Es sei sehr dringend, er müsse mit Herrn Mehlenzell sprechen, beharrte der Vater.
Frau Mehlenzell ging brummend in ein Zimmer und ließ den Vater auf dem Korridor stehen.
Frau Mehlenzell hatte die Tür nicht fest hinter sich zugemacht. Herr Mehlenzell schimpfte, man solle ihn ungeschoren lassen. Was denn der Hungerleider wolle? Dann wurde von innen die Tür zugeschlagen.
Nach einer Weile kam Frau Mehlenzell zurück; ihr Mann hätte nicht viel Zeit, er möge sich kurz fassen. –
Herr Mehlenzell lag auf dem Sofa und rauchte eine Zigarre. Er stöhnte den Vater an und blieb ruhig liegen.
Er wolle ihm auf die Rechnung etwas abbezahlen, fing der Vater schüchtern an.
Herr Mehlenzell richtete sich auf und bat den Vater, doch Platz zu nehmen; er schob ihm auch das Zigarrenetui hin.
»Über wieviel darf ich quittieren, bitte?«
»Über zwanzig Mark.«
Herr Mehlenzell nahm das Zigarrenetui wieder an sich.
Im Nebenzimmer übte jemand sehr auf dem Klavier.
»… und dann, was ich sagen wollte,« quetschte der Vater hervor, »ich möchte mal nach dem Buch fragen, ob es Ihnen gefallen hat und ob Sie es vielleicht aushaben?«
»Sie wissen doch – das Buch von mir, das schöne Buch, was ich Ihnen vor drei Wochen geliehen habe.«
»Ach so, ja. Jetzt fällt es mir ein. – Ja, wo habe ich das?«
Dem Vater standen dicke Angstperlen auf der Stirn.

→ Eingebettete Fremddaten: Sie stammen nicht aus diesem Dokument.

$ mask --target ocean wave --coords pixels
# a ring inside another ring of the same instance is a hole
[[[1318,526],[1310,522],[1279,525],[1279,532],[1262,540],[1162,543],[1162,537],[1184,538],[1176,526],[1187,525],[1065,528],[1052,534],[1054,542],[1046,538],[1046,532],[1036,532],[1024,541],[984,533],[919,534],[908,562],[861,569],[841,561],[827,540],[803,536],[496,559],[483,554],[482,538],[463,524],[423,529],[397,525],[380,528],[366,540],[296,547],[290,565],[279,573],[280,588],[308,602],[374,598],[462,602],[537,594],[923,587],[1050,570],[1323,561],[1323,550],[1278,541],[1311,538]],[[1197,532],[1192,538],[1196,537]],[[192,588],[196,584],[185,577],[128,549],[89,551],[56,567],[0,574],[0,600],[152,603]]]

»Warten Sie einmal, da muß ich meine Frau fragen. Haben Sie denn das Buch so nötig?«
Herr Mehlenzell verließ murmelnd das Zimmer.
Im Nebenzimmer spielte man zum siebenten Male »Mädchen, warum weinest Du.«
Der Vater ging an die halb geöffnete Tür und schaute hinein. Lenchen Mehlenzell saß am Klavier.
Man hatte auf einen Stuhl Bücher gelegt, damit Lenchen hoch genug saß.
Der Vater war einer Ohnmacht nahe; Lenchen saß auf dem prächtigen Buch!
Der Vater war sonst nicht roh. Er stürzte aus dem Hinterhalt auf das nichtsahnende Kind und warf es von seinem Sitz, ergriff das Buch und floh.
Zu Hause. – Das Buch wurde geprüft, es hatte gelitten. Man hatte auf dem Deckel etwas geschnitten, etwas Fettiges, scheinbar Wurst. Es mußte häufig gefallen sein, die Ecken waren verbogen und die Seiten saßen teilweise lose im Rücken.
Mit zitternder Hand blätterte der Vater in dem Buch.
Seite 1, 2, 3, 4, 5, 6, 7, 8, 9, 10, 11, 12, 40 – der Vater wurde stutzig … 41, 42, 43, 44, 13, 14, 15, 58, 59, 60, 61, 16 – der Vater wurde grün im Gesicht … 17, 18, 19, 20, 21, 22, 23, 24, 25, 105, 106, 107, 108 – dem Vater fiel sein Glasauge aus dem Kopf … 109, 110 – jetzt wurden die Seiten kleiner, sehr seltsam … 111, 112. Seite 110 schloß »Wanderburschen, wandert zu in die weite Welt hinaus,« und es ging weiter auf Seite 111 »mit der weißen, aristokratischen Hand durch das gewellte Haar und ging erregt auf Leonie zu.« In Vaters Buch kam keine Leonie vor. Der Vater bekam einen eiförmigen Kopf.
Der Vater erschlug die Mutter.
Aus dem Buch fiel eine Ansichtskarte an Frau Mehlenzell aus Saarbrücken und ein Zettel mit den denkwürdigen Worten: »2 Paar Socken, 3 Kragen, 1 Taschentuch, 1 Vorhemdchen, 1 Paar Manschetten.«
Der Vater sprang am Fenster hinaus und brach das Genick.